After weeks of negotiations among House and Senate leaders, the General Assembly on Wednesday passed a $40 billion state budget for the new fiscal year starting July 1. That figure includes the appropriation of state tax dollars (general funds), as well as fines and fees (other funds) and federal aid (federal funds). The new spending plan is about 5% larger than the current budget of $38 billion.
In an effort to get spending under control, the Policy Council last year launched the sustainable budget project, which seeks to limit state budget increases based on population growth plus inflation.
South Carolina's FY23-24 budget
General funds: $13.7 billion*
Other funds: $13.3 billion
Federal funds: $13.2 billion
*Note: this amount does not include the $1.3 billion in non-recurring funds appropriated for the Scout Motors incentives deal (learn more here), nor does it include Capital Reserve Fund appropriations.
The budget makes some positive investments, such as giving state employees a minimum $2,500 pay raise and increasing teacher base pay by roughly the same amount. But it also spends too much on growing state agency budgets, missing an opportunity to use our massive revenue surplus to significantly cut taxes.
For instance, the budget is bolstered by $1.4 billion in recurring surplus revenue, yet only $96 million is applied towards income tax relief, reducing the top personal rate from 6.5% to 6.4%. If South Carolina doesn't act quicker on tax reform, we could get left behind by our Southeastern neighbors and lose our competitive edge.
We encourage the governor, who has through June 20 to issue budget vetoes, to strike all excessive and unnecessary spending items to free up revenue, so it can be applied to tax relief in the future.
Remove these budget provisos
Provisos are meant to give spending instructions on budget items. For instance, if an agency receives $10 million for a new program, a proviso might set a cap on how much can be used for one specific purpose. However, provisos are often used to make policy changes that have nothing to do with the budget, or simply don't make good use of taxpayer dollars. Based on our review, we recommend the governor veto the following provisos.
49.16 – Waiving a tourism grant match requirement
This proviso suspends the private match requirement for non-recurring funds appropriated to the Destination Specific Tourism Marketing (DSTM) grant program, which funds “convention and visitor bureaus or chambers of commerce in larger tourism markets in the state,” according to The Nerve.
The latest budget appropriates $13.5 million in non-recurring funds to the program, which normally requires a 2:1 private match by recipients, though this has been waived since at least 2021 when the proviso was first introduced. A separate proviso sets the minimum grant amount at $250,000.

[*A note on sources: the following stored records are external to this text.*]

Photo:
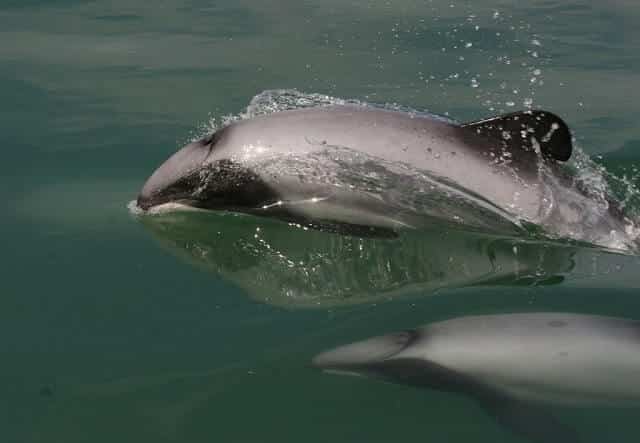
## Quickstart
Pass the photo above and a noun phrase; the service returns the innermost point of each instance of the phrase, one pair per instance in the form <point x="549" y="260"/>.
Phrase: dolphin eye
<point x="403" y="338"/>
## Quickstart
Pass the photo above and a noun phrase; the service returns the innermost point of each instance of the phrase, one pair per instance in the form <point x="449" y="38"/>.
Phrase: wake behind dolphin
<point x="369" y="171"/>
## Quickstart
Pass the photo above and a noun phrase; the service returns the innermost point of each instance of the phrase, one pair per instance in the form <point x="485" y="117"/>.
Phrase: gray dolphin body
<point x="512" y="364"/>
<point x="363" y="169"/>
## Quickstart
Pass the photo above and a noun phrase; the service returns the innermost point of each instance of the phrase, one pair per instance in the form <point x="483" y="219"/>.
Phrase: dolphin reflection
<point x="288" y="265"/>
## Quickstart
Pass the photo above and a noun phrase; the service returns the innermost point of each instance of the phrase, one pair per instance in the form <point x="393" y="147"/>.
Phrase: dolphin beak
<point x="170" y="182"/>
<point x="363" y="353"/>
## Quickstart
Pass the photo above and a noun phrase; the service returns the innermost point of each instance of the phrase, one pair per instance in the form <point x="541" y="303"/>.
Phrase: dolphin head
<point x="367" y="357"/>
<point x="199" y="176"/>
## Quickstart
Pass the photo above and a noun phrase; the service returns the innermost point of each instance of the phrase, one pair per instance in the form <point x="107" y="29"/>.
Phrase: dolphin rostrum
<point x="512" y="364"/>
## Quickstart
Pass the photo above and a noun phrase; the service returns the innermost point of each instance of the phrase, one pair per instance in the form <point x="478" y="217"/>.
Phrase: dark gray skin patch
<point x="531" y="422"/>
<point x="557" y="323"/>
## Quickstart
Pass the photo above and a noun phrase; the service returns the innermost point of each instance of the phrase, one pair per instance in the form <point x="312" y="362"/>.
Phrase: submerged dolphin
<point x="512" y="364"/>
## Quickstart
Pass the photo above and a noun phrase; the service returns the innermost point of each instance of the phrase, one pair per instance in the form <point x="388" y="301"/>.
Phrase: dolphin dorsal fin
<point x="525" y="129"/>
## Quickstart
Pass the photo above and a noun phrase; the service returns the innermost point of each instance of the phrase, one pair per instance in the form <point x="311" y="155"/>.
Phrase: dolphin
<point x="370" y="171"/>
<point x="294" y="267"/>
<point x="512" y="364"/>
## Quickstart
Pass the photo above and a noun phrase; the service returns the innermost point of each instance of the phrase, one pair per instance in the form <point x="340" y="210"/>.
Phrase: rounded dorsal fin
<point x="525" y="129"/>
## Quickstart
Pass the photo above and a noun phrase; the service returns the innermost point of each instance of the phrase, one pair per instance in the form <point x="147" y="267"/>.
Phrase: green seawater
<point x="115" y="330"/>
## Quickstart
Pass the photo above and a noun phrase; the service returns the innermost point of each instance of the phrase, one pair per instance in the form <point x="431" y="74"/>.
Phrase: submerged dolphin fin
<point x="523" y="130"/>
<point x="529" y="421"/>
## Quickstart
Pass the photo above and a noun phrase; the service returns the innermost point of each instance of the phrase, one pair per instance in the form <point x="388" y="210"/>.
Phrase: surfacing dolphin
<point x="370" y="171"/>
<point x="512" y="364"/>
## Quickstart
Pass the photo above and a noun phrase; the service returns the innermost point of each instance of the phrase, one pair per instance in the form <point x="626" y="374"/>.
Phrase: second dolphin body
<point x="512" y="364"/>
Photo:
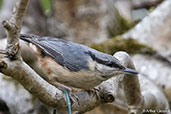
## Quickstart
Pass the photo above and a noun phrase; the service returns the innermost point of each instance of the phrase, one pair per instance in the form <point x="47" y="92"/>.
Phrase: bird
<point x="72" y="64"/>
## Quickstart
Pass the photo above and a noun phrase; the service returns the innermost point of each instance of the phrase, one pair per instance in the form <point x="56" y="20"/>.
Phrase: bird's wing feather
<point x="71" y="55"/>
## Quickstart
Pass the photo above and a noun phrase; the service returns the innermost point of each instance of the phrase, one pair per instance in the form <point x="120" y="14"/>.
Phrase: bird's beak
<point x="129" y="71"/>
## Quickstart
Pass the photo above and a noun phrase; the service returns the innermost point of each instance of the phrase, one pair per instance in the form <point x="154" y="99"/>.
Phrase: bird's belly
<point x="82" y="79"/>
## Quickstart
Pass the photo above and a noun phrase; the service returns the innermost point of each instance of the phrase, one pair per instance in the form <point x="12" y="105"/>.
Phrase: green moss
<point x="131" y="46"/>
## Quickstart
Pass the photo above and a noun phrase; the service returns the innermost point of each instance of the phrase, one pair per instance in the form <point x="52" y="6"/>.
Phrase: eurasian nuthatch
<point x="73" y="64"/>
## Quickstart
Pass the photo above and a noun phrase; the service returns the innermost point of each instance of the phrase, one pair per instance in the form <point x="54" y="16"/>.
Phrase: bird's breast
<point x="84" y="79"/>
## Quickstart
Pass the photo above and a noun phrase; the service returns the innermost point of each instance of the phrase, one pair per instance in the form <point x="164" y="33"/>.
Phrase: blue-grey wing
<point x="65" y="53"/>
<point x="71" y="55"/>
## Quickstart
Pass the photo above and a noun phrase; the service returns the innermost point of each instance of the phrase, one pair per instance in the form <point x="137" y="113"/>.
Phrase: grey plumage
<point x="69" y="54"/>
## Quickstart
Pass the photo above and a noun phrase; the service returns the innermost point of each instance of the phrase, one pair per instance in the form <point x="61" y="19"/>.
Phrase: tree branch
<point x="13" y="27"/>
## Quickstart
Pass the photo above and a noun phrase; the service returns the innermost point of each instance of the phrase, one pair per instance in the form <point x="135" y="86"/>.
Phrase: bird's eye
<point x="110" y="64"/>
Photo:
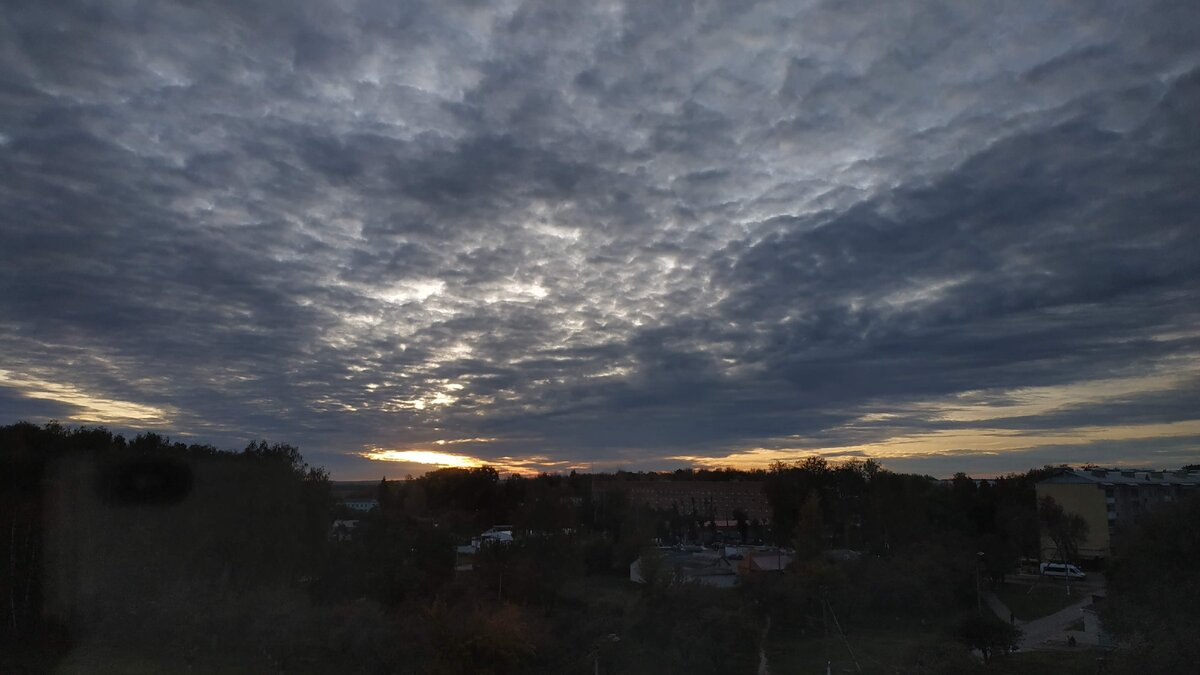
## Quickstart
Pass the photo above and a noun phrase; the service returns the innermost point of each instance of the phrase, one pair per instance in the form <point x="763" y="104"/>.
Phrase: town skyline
<point x="643" y="236"/>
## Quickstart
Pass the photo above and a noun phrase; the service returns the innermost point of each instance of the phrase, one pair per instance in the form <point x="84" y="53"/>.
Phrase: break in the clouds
<point x="561" y="234"/>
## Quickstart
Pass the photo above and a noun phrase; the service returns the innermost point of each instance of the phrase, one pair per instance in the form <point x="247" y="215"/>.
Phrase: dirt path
<point x="763" y="668"/>
<point x="1035" y="633"/>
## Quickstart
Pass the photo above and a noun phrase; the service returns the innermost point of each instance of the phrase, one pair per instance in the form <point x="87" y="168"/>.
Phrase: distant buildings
<point x="711" y="500"/>
<point x="1105" y="497"/>
<point x="342" y="530"/>
<point x="361" y="506"/>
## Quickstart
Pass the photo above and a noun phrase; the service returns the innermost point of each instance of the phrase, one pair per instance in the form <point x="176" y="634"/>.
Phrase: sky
<point x="595" y="236"/>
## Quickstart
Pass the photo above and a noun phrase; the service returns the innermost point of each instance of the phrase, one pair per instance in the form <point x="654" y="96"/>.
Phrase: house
<point x="754" y="562"/>
<point x="361" y="506"/>
<point x="1107" y="497"/>
<point x="683" y="566"/>
<point x="342" y="530"/>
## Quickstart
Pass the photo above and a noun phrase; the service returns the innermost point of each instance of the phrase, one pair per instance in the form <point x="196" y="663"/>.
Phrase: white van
<point x="1061" y="571"/>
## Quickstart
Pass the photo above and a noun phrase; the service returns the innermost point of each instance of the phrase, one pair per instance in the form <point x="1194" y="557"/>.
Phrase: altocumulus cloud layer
<point x="952" y="236"/>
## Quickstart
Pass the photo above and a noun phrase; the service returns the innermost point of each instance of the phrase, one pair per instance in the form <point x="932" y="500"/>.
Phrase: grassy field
<point x="1074" y="662"/>
<point x="1035" y="602"/>
<point x="875" y="650"/>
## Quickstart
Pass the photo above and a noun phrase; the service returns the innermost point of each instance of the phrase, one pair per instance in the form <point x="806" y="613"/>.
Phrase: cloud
<point x="616" y="233"/>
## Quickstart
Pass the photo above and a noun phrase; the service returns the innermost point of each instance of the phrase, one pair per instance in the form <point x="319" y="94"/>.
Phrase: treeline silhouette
<point x="147" y="554"/>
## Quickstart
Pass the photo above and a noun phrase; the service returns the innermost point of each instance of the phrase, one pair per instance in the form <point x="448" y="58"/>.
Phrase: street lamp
<point x="595" y="651"/>
<point x="978" y="596"/>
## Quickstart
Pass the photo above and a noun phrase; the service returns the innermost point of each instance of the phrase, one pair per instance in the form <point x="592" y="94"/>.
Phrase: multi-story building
<point x="1107" y="497"/>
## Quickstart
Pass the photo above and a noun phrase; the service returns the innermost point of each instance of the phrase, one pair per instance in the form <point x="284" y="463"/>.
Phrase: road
<point x="1039" y="631"/>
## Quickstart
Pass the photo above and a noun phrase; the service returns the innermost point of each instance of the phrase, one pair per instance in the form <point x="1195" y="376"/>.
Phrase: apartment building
<point x="1107" y="497"/>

Using taxpayer dollars to fund private tourism organizations is questionable enough; however, it becomes wholly inappropriate when these organizations aren’t required to pay their fair share and taxpayers are left with the bill. If the grant program must continue, we recommend 1) striking this proviso to reinstitute the match requirement, and 2) requiring that the annual program reports be made public so that taxpayers can verify a return on investment.
50.22 – Expanding the Coordinating Council for Economic Development
This proviso adds the chairmen of the Senate Finance and House Ways and Means Committees (or their designees) as members to the Coordinating Council for Economic Development (CCED) – a state board that last year awarded hundreds of millions of dollars in taxpayer-supported grants for handpicked business projects.

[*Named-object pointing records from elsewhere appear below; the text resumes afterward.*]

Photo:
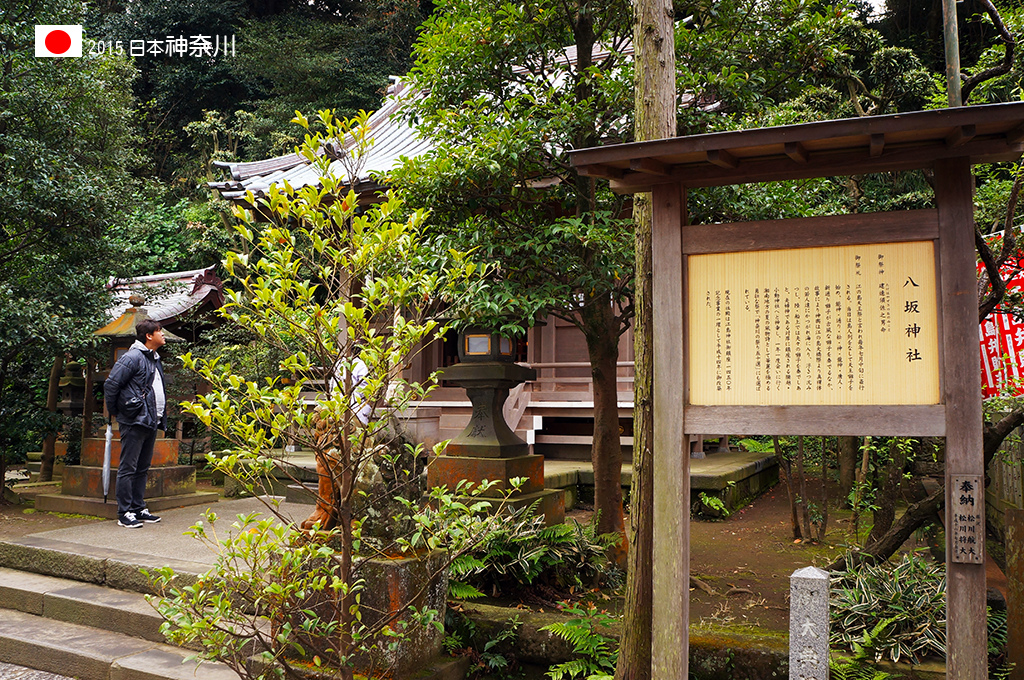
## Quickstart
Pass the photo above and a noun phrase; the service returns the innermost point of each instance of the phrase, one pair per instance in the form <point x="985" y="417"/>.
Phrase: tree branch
<point x="1008" y="58"/>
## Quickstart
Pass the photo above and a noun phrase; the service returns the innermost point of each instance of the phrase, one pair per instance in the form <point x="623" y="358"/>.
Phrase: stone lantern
<point x="487" y="449"/>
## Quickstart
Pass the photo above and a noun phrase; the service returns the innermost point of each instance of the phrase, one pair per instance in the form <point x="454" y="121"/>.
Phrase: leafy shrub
<point x="524" y="552"/>
<point x="910" y="595"/>
<point x="899" y="612"/>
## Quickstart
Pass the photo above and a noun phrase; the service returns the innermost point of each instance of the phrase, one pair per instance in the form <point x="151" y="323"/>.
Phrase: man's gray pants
<point x="136" y="455"/>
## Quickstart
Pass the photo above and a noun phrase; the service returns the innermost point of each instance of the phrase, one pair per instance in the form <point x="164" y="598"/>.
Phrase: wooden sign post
<point x="849" y="325"/>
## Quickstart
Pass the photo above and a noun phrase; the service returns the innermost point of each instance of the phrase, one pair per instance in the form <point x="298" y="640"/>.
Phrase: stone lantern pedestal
<point x="487" y="449"/>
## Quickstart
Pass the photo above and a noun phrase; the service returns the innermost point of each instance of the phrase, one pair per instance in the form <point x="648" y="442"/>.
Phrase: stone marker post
<point x="809" y="624"/>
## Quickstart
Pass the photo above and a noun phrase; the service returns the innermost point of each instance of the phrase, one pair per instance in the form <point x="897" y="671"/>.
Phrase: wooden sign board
<point x="827" y="326"/>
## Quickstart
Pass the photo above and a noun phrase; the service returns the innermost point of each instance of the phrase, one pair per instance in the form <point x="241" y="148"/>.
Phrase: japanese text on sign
<point x="841" y="325"/>
<point x="968" y="513"/>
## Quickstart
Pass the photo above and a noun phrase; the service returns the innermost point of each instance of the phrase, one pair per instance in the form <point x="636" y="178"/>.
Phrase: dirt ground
<point x="747" y="559"/>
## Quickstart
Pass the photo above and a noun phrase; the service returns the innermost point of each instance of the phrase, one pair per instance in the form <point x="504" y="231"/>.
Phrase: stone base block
<point x="87" y="480"/>
<point x="165" y="452"/>
<point x="301" y="494"/>
<point x="484" y="449"/>
<point x="450" y="470"/>
<point x="81" y="505"/>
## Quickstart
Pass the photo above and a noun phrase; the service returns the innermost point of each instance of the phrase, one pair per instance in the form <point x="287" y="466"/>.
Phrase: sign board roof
<point x="876" y="143"/>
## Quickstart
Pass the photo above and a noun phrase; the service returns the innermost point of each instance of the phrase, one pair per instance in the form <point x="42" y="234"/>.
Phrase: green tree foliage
<point x="66" y="149"/>
<point x="345" y="298"/>
<point x="157" y="237"/>
<point x="503" y="101"/>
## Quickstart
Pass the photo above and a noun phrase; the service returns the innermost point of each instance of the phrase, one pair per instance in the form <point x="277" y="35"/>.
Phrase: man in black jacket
<point x="134" y="394"/>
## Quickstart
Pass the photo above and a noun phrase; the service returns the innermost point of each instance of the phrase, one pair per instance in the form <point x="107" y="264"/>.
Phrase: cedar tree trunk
<point x="89" y="406"/>
<point x="654" y="61"/>
<point x="886" y="500"/>
<point x="847" y="467"/>
<point x="52" y="393"/>
<point x="784" y="470"/>
<point x="634" y="649"/>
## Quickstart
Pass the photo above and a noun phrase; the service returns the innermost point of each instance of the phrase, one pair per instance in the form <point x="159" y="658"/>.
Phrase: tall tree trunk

This is one of the more inappropriate provisos in the budget. First, it would appear to violate the state Constitution's “one subject” rule, which the S.C. Supreme Court has stated requires budget items to be “reasonably and inherently related to the raising and spending of tax monies”. Changing the composition of a state board (even if that board awards public funds) is unlikely to satisfy this rule. Second, these legislators already have tremendous influence over the economy, not only as chairmen of their respective budget committees, but as the chair and vice-chair of the Joint Bond Review Committee(JBRC) and as members of the State Fiscal Accountability Authority (SFAA). This latest role seems to create a conflict of interest, since the SFAA and JBRC are meant to be a check on borrowing and spending (including for economic development), and those are two things the coordinating council wants more of when it comes to business requirement.
108.12 – An outdated COVID policy
This proviso partially suspends state retirement law and lets retired state employees and police officers to return to work and earn a full salary while collecting pension benefits if they are participating in the state’s “public health preparedness and response to the COVID-19 virus.”
It’s not clear what an official state response to COVID could even look like in 2023, or why we would need to suspend state law to support it, given that South Carolina hasn’t been under a COVID-related state of emergency since June 2021. It is also bad fiscal policy to encourage double-dipping when it comes to retirement pay and salary – a policy that has exacerbated the state’s unfunded pension liability in the past.
88.9 - Suspending a term limit
This proviso suspends the statutory term limit for the State Ports Authority board chairman, who may serve in that position no longer than three consecutive two-year terms.
This proviso is unrelated to the spending of tax dollars and appears to violate the state Constitution's “one subject” rule. Moreover, it is simply not appropriate to use the budget to circumvent a term limit statute.